I like shiny rocks! A gold coin feels powerful in the palm. What you’re about to read, I genuinely would love to be proven wrong. If you can explain how my thinking is offbase I welcome it. Let me know in the comments section…
The problem with gold
There is an adage in the precious metals space that whether it’s 1920 or 2020, an OZ of gold buys a fine man’s suit. In other words, as the decades wear on it’s gold that preserves purchasing power.
Preserve is an important word since it does not equal grow.
Once you factor out the short term swings, if we buy gold today we expect that in twenty or thirty years it will still buy roughly the same amount of goods and services. That’s swell, but it’s also a huge problem.
Just to use round numbers, if 1 OZ of gold = $2,000 today and $20,000 in thirty years, a gold investor is technically on the hook for $18,000 in capital gains. It DOESN’T FUCKEN’ MATTER that the govenment debased the dollar worse than dapper Dan deflowering a drunken dubante. It counts for nothing that in terms of purchasing power the physical gold hasn’t gained ground. The guvornmint wants its $18,000 in capital gains, thank you very little.
Depending on your jurisdiction you could be looking at a 20 or 30% tax bill on the sale, which means your gold really hasn’t preserved purchasing power.
But allow me to retort!
A few months ago I wrote this entire argument out and posted my concerns on a gold forum.
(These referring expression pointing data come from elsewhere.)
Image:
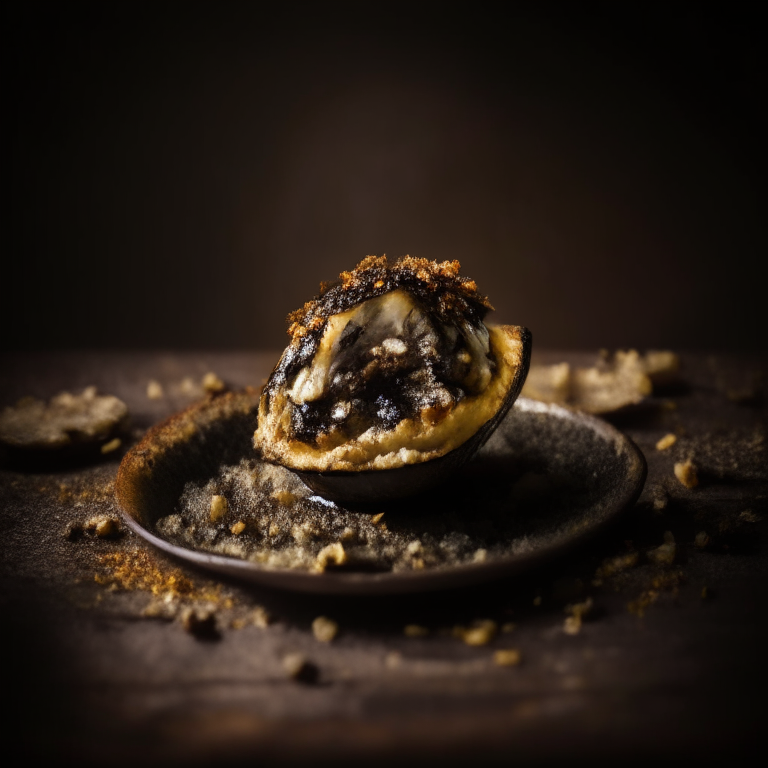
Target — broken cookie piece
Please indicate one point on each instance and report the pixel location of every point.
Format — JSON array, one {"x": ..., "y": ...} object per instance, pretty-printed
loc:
[
  {"x": 65, "y": 421},
  {"x": 617, "y": 381}
]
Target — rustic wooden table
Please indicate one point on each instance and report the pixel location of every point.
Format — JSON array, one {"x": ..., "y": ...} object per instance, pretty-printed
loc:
[{"x": 99, "y": 669}]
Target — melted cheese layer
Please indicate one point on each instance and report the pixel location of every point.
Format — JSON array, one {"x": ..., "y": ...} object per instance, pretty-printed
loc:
[{"x": 410, "y": 442}]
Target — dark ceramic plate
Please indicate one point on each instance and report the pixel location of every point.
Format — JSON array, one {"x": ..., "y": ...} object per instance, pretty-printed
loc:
[{"x": 547, "y": 479}]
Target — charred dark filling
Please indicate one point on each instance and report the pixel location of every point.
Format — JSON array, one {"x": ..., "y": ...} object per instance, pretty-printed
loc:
[
  {"x": 377, "y": 377},
  {"x": 379, "y": 380}
]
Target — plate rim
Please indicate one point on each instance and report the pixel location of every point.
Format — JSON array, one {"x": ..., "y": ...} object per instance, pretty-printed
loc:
[{"x": 437, "y": 578}]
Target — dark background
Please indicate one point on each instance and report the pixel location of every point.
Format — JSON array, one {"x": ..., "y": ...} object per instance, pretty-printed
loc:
[{"x": 186, "y": 176}]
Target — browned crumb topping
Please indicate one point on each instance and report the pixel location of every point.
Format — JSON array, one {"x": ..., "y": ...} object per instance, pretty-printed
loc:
[
  {"x": 136, "y": 570},
  {"x": 437, "y": 284},
  {"x": 665, "y": 582}
]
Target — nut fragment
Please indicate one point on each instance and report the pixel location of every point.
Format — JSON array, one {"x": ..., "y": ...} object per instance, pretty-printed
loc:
[
  {"x": 480, "y": 633},
  {"x": 112, "y": 445},
  {"x": 155, "y": 390},
  {"x": 664, "y": 554},
  {"x": 324, "y": 629},
  {"x": 333, "y": 554},
  {"x": 666, "y": 442}
]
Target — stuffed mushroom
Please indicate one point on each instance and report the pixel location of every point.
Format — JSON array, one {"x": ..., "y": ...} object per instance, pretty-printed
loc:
[{"x": 390, "y": 382}]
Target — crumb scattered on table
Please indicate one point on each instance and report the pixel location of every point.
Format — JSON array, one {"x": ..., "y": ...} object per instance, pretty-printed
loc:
[
  {"x": 687, "y": 474},
  {"x": 212, "y": 383},
  {"x": 324, "y": 629},
  {"x": 507, "y": 657},
  {"x": 666, "y": 442}
]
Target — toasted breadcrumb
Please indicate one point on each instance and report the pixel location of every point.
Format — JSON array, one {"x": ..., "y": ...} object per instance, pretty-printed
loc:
[
  {"x": 219, "y": 507},
  {"x": 112, "y": 445}
]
At the end of the post I asked: please tell me how I’m wrong. I received dozens of replies that broadly fit into three categories.
80% of people said, “why would you ever tell the guvornmint that you sold your gold? Sell your gold locally.”
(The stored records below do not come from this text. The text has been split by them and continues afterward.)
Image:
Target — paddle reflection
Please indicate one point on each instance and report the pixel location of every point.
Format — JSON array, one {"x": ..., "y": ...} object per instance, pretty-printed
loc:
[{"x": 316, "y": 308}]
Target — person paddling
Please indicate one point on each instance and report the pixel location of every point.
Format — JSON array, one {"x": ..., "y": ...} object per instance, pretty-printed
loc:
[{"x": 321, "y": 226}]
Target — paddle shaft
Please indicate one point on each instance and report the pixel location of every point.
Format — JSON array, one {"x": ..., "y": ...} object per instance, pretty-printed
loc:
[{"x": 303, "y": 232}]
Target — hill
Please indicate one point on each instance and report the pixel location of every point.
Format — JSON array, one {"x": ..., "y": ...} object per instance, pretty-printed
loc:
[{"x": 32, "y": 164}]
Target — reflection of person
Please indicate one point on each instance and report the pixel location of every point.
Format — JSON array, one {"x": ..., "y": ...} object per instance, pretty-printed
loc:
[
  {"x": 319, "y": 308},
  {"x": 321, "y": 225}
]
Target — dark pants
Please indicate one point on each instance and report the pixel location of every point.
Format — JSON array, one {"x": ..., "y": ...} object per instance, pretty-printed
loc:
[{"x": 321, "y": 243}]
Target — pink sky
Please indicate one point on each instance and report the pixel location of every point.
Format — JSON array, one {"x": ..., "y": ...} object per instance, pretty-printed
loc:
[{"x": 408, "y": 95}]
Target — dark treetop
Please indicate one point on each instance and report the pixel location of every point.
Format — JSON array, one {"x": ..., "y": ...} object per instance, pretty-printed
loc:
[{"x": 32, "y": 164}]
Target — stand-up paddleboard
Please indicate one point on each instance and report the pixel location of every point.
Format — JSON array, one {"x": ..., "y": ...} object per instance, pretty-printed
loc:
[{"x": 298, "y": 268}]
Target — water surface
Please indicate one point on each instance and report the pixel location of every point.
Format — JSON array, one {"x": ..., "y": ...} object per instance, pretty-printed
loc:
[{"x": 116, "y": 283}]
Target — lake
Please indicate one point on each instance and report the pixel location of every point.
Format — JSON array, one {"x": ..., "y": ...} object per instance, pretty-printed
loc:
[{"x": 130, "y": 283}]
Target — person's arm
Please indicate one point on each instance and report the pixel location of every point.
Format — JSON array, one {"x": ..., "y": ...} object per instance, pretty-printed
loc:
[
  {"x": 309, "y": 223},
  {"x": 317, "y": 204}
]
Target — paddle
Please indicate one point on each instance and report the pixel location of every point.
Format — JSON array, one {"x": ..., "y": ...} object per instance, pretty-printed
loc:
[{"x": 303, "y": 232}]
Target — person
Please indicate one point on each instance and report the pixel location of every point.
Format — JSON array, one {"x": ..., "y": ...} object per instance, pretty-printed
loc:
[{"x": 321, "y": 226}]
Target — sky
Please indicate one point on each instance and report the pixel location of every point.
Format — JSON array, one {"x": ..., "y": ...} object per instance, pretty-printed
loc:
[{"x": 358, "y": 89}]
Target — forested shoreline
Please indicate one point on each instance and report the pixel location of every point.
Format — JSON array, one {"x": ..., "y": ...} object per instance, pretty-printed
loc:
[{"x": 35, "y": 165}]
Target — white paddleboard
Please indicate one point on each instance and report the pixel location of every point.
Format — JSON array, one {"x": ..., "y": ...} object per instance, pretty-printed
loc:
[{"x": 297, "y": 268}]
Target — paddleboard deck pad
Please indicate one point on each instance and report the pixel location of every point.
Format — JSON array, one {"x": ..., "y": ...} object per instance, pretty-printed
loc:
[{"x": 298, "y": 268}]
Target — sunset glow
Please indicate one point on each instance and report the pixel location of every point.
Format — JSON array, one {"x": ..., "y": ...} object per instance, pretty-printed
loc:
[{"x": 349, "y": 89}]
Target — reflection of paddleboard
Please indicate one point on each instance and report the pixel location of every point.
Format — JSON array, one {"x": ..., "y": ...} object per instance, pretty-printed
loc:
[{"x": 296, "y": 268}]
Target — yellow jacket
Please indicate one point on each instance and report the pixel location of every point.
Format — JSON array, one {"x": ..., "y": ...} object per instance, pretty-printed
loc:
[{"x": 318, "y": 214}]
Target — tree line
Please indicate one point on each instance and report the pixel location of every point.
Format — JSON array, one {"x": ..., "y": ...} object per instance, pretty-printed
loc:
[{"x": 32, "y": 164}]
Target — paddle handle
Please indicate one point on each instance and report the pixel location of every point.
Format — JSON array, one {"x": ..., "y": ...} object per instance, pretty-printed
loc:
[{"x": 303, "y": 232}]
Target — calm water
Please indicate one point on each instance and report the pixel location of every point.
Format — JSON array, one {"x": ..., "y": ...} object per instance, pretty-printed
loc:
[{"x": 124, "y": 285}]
10% of people said gold will outperform inflation, as it receives a premium as a societal breakdown hedge. In other words, the loss to capital gains will be offset by outperformance above and beyond a mere inflation hedge.
7% of people insulted me and engaged in adhominem attacks while providing zero proof that I’m wrong.
3% of people admitted that I was right.
Obviously, if you can sell your gold locally and never tell the authorities, then you’re not on the hook for capital gains and none of my concerns are warranted. However, technically I think that this is illegal. I’m totally cool with that, stick it to the man, however I want to grow my assets within a framework of legality.
Within that framework, where I consent to getting bent over a barrel by the good guys at the guv, I just don’t see how gold can functions as an inflation hedge. Capital gains kill the sick gainz…
Am I wrong? I welcome pushback, or any other ideas you have on the topic.
I wonder if I could take my gold coins and stick them in an IRA vault.. But if I did sell them (it will be the last thing I ever do, most likely they will be passed down), I doubt anyone will ever know.